What appears to be a poorly understood sighting of a snake or other reptile in a landfill is being promoted around websites this week as some great cryptid story. No wonder some people don’t take cryptozoology as a serious science.

Finally, and perhaps most sadly or silly, The Age in Australia presents readers around the globe with an article on January 9th, entitled "Monster Mash is Out of this World,". This is being shared online with the tagline that it is a summary of 2005′s monster events. One would get the idea that this is a good overview of cryptozoology, but it is not.

The writer is obviously trying for laughs in this piece, so the newspaper identifies him thusly: "Michael Dwyer (BA Eng Lit) is a Melbourne writer. He dropped science on school faculty advice when Pluto was a planet."

But, while we have a sense of humor ourselves, shouldn’t, at least, a newspaper get their dates and details right in their comedy routines? Take a gander at this paragraph from Dwyer’s "Monster Mash" item:

An even stranger sea beast washed ashore in Chile.

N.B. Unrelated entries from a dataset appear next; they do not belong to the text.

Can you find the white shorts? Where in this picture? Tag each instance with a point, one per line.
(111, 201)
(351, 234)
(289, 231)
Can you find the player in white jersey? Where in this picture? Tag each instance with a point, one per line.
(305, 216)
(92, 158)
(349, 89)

The unidentified gelatinous mass measuring 12.4 by 5.4 metres was described by Elsa Cabrera at the Centre for Cetacean Conservation in Santiago as having "a very particular smell". One suspects it was chiefly this fact that led scientists to abandon the quest for conclusive identification.

The only trouble with this "2005 event" is that it happened in 2003. It was #4 on my top cryptozoology stories for 2003, and well-covered by the media back then. John Roach of National Geographic, for example, even used the same quotation in his July 3, 2003, National Geographic article on the case:

"It had a very particular smell, very different from a dead cetacean and from anything we have smelled before," said Elsa Cabrera, director of the Center for Cetacean Conservation in Santiago, Chile.

The Age’s Michael Dwyer, of course, drops any sense of this being a serious journalistic piece of humor when he completely confuses Dr. Cabrera’s odorous comment with what Paul Harvey would call "the rest of the story." As it turns out, of course, the Chilean scientists did not abandon the pursue of an answer to the mystery of the blob on their beach. They, instead, found an analysis of the tissue from this stranded but very dead creature was a good match for a whale, afterall.

Thus the "rest of the story" is not funny, but it’s the truth. For ridicule and entertainment, perhaps cryptozoology will be there as the future butt of some jokes, unfortunately, by inappropriate and less-than-talented journalists. But for reality and education, cryptozoology, we think, is wonder-filled and exciting when used correctly, factually, skeptically, within good nonfiction articles.